Ian and I hatched a plan to make our Wednesday afternoons more interesting and productive. Incredibly, as 16-year-olds, we had the authority to sign for and withdraw rifles and automatic weapons, high explosives and blank ammunition. So every Wednesday, that’s what happened. We would come up with scenarios then wander off armed to the teeth into a local wood and shoot the crap out of each other.
I should set the scene at Oundle School. Before 1914, the British Empire was demanding technocrats. The traditional public schools churned out the Greek-and-Latin educated civil servants to be, but the dark days of the future demanded leaders who understood metalwork, mechanical engineering and electronics.
Oundle established what was essentially an industrial estate. It had an aluminium foundry, composite and fibreglass workshops, lathes, milling machines, and woodworking, blacksmithing and metalworking shops. Every term, I spent one week dressed in overalls learning to chop and assemble bits of wood, metal and plastic.
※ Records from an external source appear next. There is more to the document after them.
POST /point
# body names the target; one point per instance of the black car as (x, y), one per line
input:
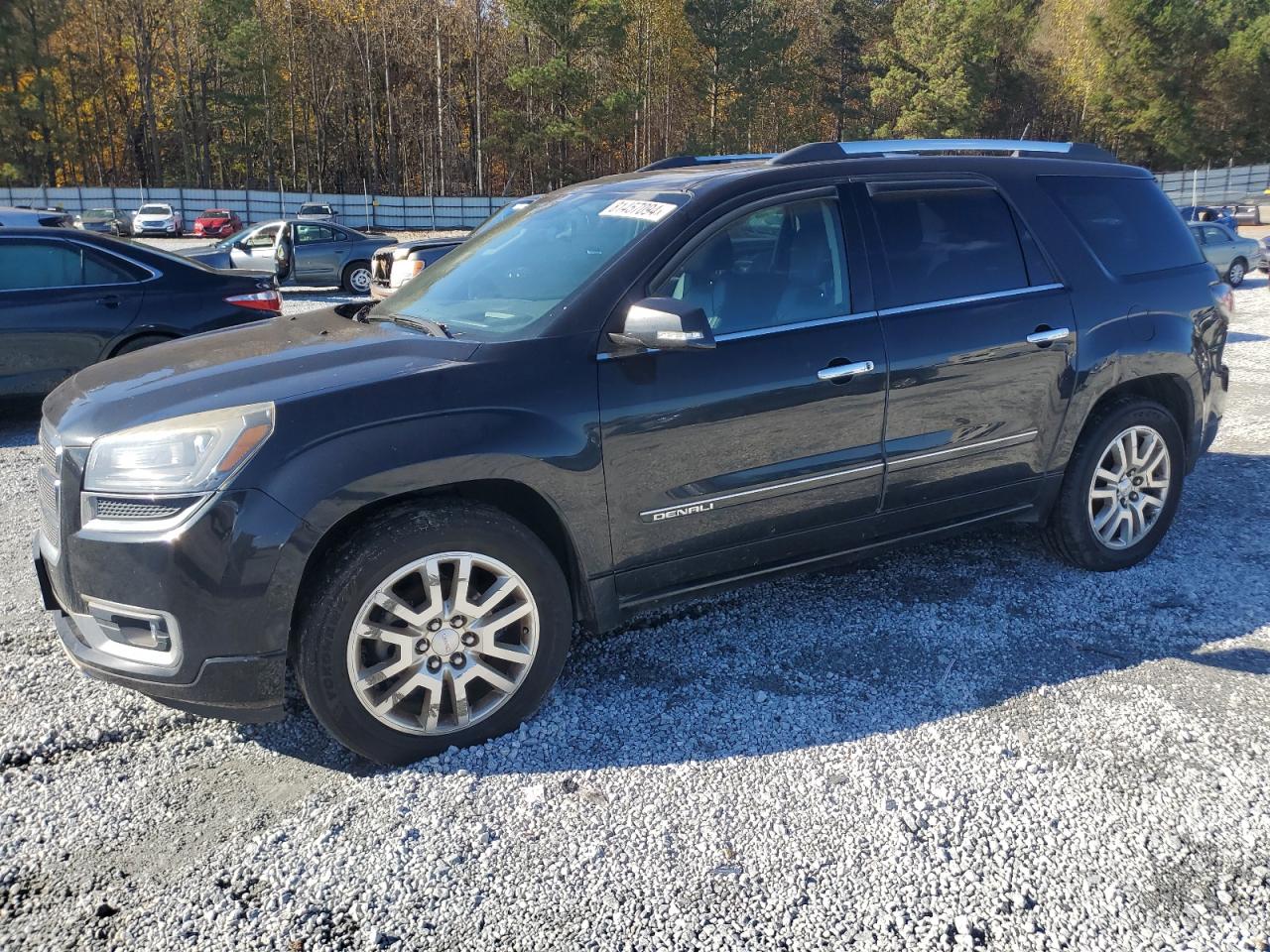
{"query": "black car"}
(394, 266)
(644, 389)
(70, 298)
(104, 221)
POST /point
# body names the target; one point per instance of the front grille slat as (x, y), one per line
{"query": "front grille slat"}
(49, 485)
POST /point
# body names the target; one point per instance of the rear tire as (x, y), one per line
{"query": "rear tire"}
(1121, 486)
(386, 682)
(356, 278)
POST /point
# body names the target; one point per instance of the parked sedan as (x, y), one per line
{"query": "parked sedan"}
(158, 218)
(313, 254)
(70, 298)
(394, 266)
(104, 221)
(217, 222)
(317, 211)
(1232, 255)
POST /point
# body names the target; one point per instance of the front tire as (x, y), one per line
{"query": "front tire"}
(356, 278)
(432, 629)
(1121, 486)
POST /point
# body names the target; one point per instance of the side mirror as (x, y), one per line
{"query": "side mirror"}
(665, 324)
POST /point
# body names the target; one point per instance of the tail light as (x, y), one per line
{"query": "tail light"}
(261, 301)
(1224, 296)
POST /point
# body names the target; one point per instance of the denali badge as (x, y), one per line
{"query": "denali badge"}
(679, 511)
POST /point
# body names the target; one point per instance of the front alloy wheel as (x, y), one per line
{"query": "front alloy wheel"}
(437, 624)
(444, 643)
(1129, 488)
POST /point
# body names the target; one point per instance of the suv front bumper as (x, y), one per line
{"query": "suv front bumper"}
(197, 619)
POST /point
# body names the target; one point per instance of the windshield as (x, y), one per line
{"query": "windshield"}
(499, 284)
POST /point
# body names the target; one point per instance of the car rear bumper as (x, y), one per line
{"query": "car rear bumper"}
(197, 619)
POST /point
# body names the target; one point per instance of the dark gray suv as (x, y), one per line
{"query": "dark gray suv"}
(638, 390)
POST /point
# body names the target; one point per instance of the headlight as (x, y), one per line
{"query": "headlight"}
(185, 454)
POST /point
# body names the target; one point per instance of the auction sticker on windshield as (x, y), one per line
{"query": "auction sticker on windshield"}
(636, 208)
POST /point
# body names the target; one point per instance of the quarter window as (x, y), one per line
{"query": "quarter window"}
(313, 234)
(948, 244)
(48, 264)
(1128, 223)
(780, 264)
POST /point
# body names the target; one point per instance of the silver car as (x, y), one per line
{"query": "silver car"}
(1233, 255)
(307, 253)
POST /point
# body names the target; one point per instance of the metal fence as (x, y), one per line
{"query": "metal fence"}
(1216, 185)
(1222, 185)
(423, 213)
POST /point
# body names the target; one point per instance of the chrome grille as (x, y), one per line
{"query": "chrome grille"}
(108, 508)
(49, 485)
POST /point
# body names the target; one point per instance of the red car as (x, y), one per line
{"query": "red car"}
(217, 222)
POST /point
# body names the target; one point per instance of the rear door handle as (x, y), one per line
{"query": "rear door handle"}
(1043, 336)
(844, 370)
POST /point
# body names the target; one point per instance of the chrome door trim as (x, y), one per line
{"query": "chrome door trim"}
(970, 298)
(847, 370)
(1049, 336)
(703, 504)
(905, 462)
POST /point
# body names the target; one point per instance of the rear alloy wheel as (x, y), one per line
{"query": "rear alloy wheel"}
(1120, 489)
(357, 278)
(1238, 268)
(432, 629)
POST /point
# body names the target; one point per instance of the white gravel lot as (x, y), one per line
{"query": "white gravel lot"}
(959, 746)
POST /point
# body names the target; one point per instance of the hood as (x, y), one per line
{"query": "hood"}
(273, 359)
(418, 245)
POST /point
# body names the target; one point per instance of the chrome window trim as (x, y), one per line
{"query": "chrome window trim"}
(754, 333)
(774, 489)
(970, 298)
(953, 145)
(903, 462)
(72, 240)
(801, 325)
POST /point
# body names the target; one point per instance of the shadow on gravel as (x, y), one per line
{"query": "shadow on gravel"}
(885, 645)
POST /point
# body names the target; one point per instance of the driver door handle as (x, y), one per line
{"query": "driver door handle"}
(844, 370)
(1048, 336)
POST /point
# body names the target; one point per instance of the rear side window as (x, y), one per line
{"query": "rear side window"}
(1128, 223)
(48, 264)
(949, 243)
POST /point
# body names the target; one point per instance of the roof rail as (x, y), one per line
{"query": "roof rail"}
(684, 162)
(829, 151)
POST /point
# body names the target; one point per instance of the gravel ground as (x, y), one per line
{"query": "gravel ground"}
(957, 746)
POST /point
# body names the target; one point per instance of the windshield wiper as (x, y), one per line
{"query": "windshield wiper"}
(435, 327)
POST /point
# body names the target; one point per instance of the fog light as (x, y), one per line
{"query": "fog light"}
(135, 627)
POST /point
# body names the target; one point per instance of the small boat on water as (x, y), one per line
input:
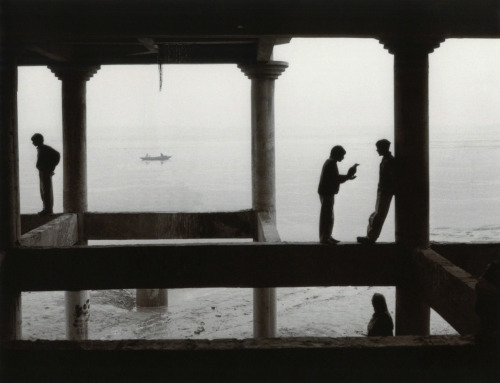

The aim of all this activity was to build a vice. The halves were cast from wooden moulds in the foundry. The sand moulds you made yourself, and there were various ways of sabotaging them to make life less dreary.
Excessive moisture and too much tamping of the sand in the mould would cause it to explode. Even better was to leave a hole in the bottom of the mould so that molten aluminium dripped onto the shoes of the pourer – the taciturn master in charge, Mr Moynihan. I suspect he quite enjoyed having his shoes set on fire. To this end he came equipped with multi-layered steel-capped boots, asbestos helmet and gloves, plus a rich choice of language, which meant that no one would skip the foundry lesson.
‘Faacking ’ell … ’Oo faacking set fire to my faacking feet?’
Mr Moynihan was a good sport and he taught me never to panic, even when you are on fire.
In woodwork I was an abject failure, although I designed and built the world’s most useless and uncomfortable chair and the most incompetent set of bookshelves yet devised. Even M.C. Escher would have been confused as to where to position his books.